Anonymous User wrote:Anonymous User wrote:Tangerine Gleam wrote:Anonymous User wrote:Only thing I didn't have was a prof or faculty adviser making calls/greasing the wheels on my behalf, but I thought with my credentials I might be able to overcome that. Guess not.
I hate to say it, but even for those at the very top, recommender calls seem incredibly important. When my classmates and I went through the process last year, I was basically shocked to see how hard it was to get an interview without phone calls or emails from professors. Fortunately, there are still judges out there who truly sift through all of the applications and pick the meritorious candidates, but many judges won't do this, simply because they can fill up their spots by looking only at those students who go the extra mile and have a professor (or someone else) reach out.
I am still a law student, so take all of that with a grain of salt, but that's my impression of how things work in a lot of judges' chambers these days. If you can get someone to call or email for you, I would really encourage you to do so.
That's certainly been my experience, but phrasing it as "going the extra mile" is inaccurate. You just need to be lucky enough to have taken classes from a prof who's a) willing to cold call chambers or b) personally plugged in with judges where you're applying. If you don't have that, seems to be 100% luck of the draw. Or more like winning the lottery.

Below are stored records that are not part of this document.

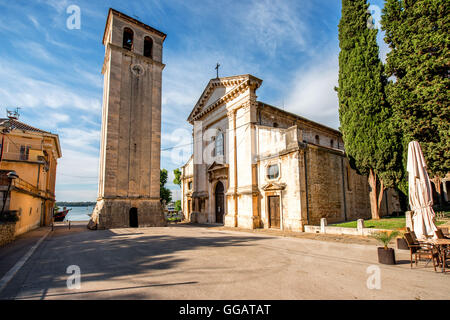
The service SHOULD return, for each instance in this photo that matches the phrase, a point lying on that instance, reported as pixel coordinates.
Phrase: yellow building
(32, 153)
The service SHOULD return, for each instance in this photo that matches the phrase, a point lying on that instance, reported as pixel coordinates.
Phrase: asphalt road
(187, 262)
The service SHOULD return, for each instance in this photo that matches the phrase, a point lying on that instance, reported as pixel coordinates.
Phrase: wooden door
(220, 197)
(274, 212)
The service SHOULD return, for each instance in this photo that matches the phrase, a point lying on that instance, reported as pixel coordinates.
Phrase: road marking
(12, 272)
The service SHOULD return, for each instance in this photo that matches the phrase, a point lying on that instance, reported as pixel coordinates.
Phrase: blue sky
(54, 74)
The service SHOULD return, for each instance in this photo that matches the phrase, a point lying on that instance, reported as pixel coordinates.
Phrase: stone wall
(7, 232)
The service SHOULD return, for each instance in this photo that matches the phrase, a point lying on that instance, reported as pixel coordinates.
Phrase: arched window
(128, 39)
(148, 46)
(219, 144)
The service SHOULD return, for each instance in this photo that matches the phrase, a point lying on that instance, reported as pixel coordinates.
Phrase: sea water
(79, 213)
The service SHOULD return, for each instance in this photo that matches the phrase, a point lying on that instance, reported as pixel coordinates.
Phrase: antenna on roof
(14, 114)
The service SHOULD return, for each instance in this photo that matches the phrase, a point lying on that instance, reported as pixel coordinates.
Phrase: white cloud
(272, 24)
(77, 168)
(312, 94)
(17, 88)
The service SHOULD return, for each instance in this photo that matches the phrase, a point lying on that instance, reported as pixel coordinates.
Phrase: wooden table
(440, 245)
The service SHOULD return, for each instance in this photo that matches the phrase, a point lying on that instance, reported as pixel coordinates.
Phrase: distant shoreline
(75, 204)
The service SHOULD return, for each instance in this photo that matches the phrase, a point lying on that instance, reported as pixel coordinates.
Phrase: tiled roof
(20, 125)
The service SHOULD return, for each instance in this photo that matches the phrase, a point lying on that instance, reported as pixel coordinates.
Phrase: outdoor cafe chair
(421, 251)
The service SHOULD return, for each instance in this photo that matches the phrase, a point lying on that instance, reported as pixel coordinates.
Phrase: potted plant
(401, 242)
(386, 255)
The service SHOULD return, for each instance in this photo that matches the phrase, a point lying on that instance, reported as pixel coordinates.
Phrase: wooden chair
(440, 234)
(420, 251)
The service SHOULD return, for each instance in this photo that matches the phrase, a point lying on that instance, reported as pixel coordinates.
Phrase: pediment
(219, 90)
(217, 166)
(274, 186)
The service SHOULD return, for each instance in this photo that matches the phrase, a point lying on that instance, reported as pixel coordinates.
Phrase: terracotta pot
(386, 256)
(402, 244)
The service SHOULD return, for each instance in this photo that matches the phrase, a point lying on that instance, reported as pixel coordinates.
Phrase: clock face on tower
(137, 70)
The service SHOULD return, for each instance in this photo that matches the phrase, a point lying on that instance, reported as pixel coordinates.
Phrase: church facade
(257, 166)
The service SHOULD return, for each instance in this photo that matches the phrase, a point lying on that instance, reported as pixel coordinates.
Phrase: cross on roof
(217, 68)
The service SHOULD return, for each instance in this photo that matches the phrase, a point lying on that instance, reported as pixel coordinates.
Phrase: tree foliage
(365, 116)
(418, 34)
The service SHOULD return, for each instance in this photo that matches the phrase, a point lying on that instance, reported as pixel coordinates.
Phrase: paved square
(188, 262)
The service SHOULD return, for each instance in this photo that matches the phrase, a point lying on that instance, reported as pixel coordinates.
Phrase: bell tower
(129, 175)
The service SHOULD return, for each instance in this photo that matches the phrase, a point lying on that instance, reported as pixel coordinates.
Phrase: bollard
(360, 226)
(323, 224)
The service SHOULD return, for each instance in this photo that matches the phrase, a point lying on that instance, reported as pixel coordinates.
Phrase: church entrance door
(220, 197)
(133, 218)
(274, 212)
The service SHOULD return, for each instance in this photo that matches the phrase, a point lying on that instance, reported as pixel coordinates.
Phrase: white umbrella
(420, 193)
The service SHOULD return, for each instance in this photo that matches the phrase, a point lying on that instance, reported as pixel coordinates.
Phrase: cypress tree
(364, 114)
(418, 34)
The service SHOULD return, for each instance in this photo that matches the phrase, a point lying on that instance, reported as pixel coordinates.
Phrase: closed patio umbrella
(420, 193)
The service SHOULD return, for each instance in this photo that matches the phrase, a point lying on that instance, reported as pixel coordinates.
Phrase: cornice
(241, 83)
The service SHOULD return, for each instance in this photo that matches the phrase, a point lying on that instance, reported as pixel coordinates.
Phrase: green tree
(365, 116)
(165, 193)
(417, 33)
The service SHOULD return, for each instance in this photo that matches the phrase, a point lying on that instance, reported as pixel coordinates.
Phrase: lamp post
(12, 175)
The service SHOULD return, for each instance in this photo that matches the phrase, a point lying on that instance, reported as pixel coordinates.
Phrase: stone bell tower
(129, 177)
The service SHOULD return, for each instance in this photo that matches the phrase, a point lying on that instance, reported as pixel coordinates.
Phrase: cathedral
(257, 166)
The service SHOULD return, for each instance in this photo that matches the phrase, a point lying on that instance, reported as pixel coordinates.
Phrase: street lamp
(12, 175)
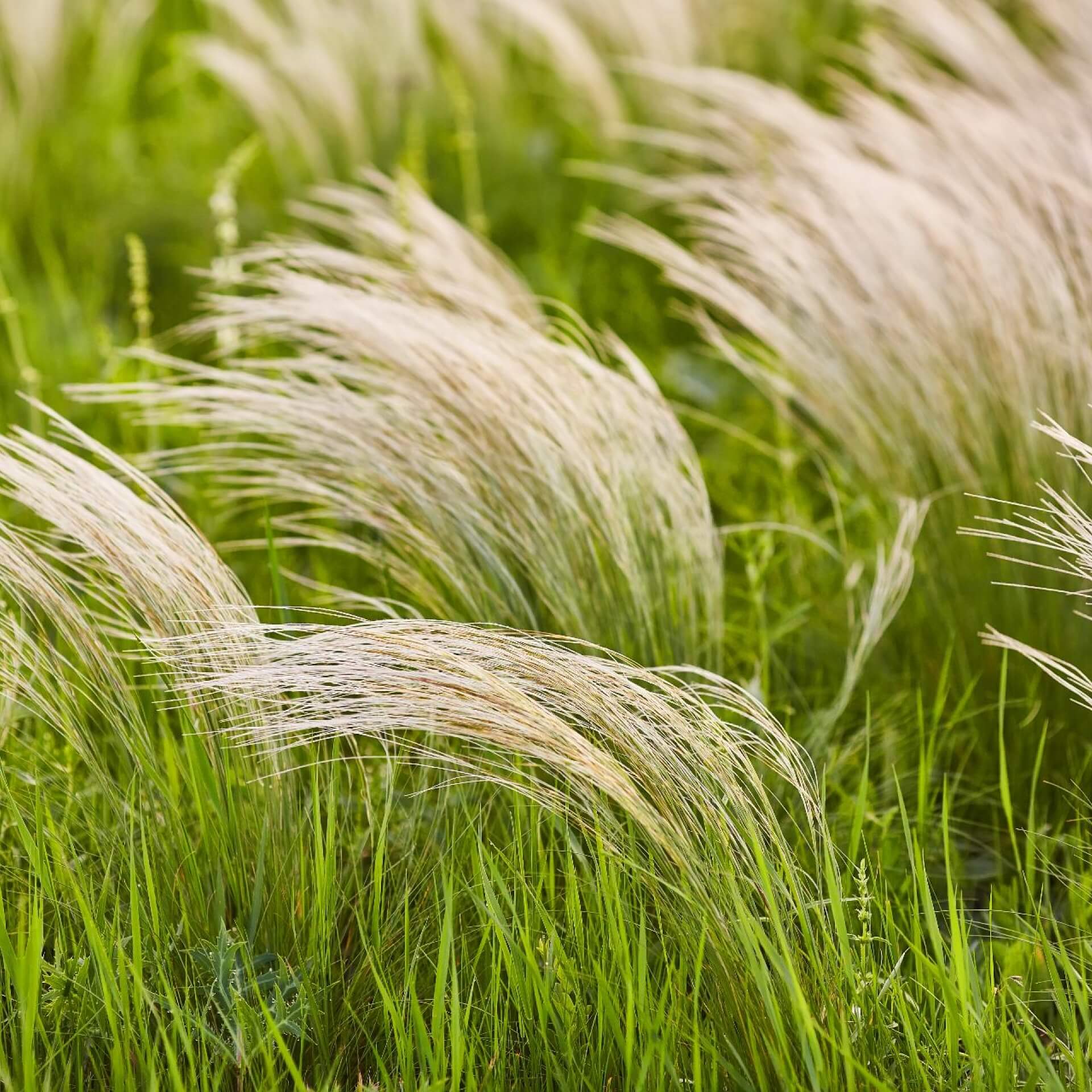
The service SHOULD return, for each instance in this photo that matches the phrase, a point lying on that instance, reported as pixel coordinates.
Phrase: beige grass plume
(698, 766)
(428, 424)
(916, 279)
(116, 566)
(1060, 531)
(325, 76)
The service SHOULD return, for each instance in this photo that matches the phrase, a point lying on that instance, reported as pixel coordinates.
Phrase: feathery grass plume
(680, 754)
(895, 573)
(1060, 526)
(428, 424)
(45, 46)
(913, 275)
(117, 566)
(327, 77)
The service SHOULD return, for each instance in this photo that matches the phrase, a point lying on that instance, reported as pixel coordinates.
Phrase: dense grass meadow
(545, 544)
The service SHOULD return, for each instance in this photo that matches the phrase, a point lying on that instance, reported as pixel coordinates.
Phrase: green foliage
(179, 913)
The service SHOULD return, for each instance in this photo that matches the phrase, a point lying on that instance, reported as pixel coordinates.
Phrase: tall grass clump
(111, 565)
(329, 80)
(58, 56)
(419, 414)
(911, 275)
(905, 279)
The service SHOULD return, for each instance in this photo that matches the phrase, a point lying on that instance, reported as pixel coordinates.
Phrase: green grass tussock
(482, 672)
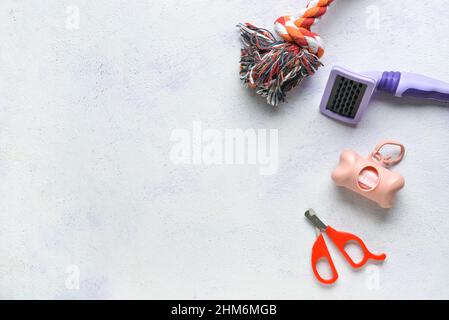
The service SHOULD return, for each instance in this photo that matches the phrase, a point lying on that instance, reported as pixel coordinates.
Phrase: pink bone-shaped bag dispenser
(369, 177)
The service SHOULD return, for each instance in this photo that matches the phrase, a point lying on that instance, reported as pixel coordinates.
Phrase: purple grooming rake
(348, 94)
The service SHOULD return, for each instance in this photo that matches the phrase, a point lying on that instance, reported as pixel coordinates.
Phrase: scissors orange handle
(341, 239)
(320, 252)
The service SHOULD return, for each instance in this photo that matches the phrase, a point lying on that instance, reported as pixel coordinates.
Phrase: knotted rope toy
(273, 67)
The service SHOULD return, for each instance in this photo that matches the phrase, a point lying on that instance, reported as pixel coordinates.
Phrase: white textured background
(85, 176)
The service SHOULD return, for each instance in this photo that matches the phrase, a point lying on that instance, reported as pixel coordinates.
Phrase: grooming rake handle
(404, 84)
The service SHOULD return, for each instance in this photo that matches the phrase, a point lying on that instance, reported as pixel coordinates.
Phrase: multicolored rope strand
(273, 67)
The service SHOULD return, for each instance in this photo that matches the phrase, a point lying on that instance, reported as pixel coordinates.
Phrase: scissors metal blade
(311, 215)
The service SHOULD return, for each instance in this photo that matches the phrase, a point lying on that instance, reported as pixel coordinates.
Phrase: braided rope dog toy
(274, 67)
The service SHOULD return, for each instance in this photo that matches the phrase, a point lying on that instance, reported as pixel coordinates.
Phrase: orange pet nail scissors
(340, 239)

Agreed. This is total BS. I'm at GULC - the DC Circuit is across the street and Career Services STILL got blindsided by the announcement. No wonder we have a 66% employment rate upon graduation.
I don't think this is accurate. I'm at GULC, and I knew--from professors and OCS--that the DC Circuit was leaving the plan at least a month before it happened. I don't think knowledge is the problem, I think it's trying to compete with 500 other students for the attention of the same 5-8 professors who are well-connected and willing to pick up the phone.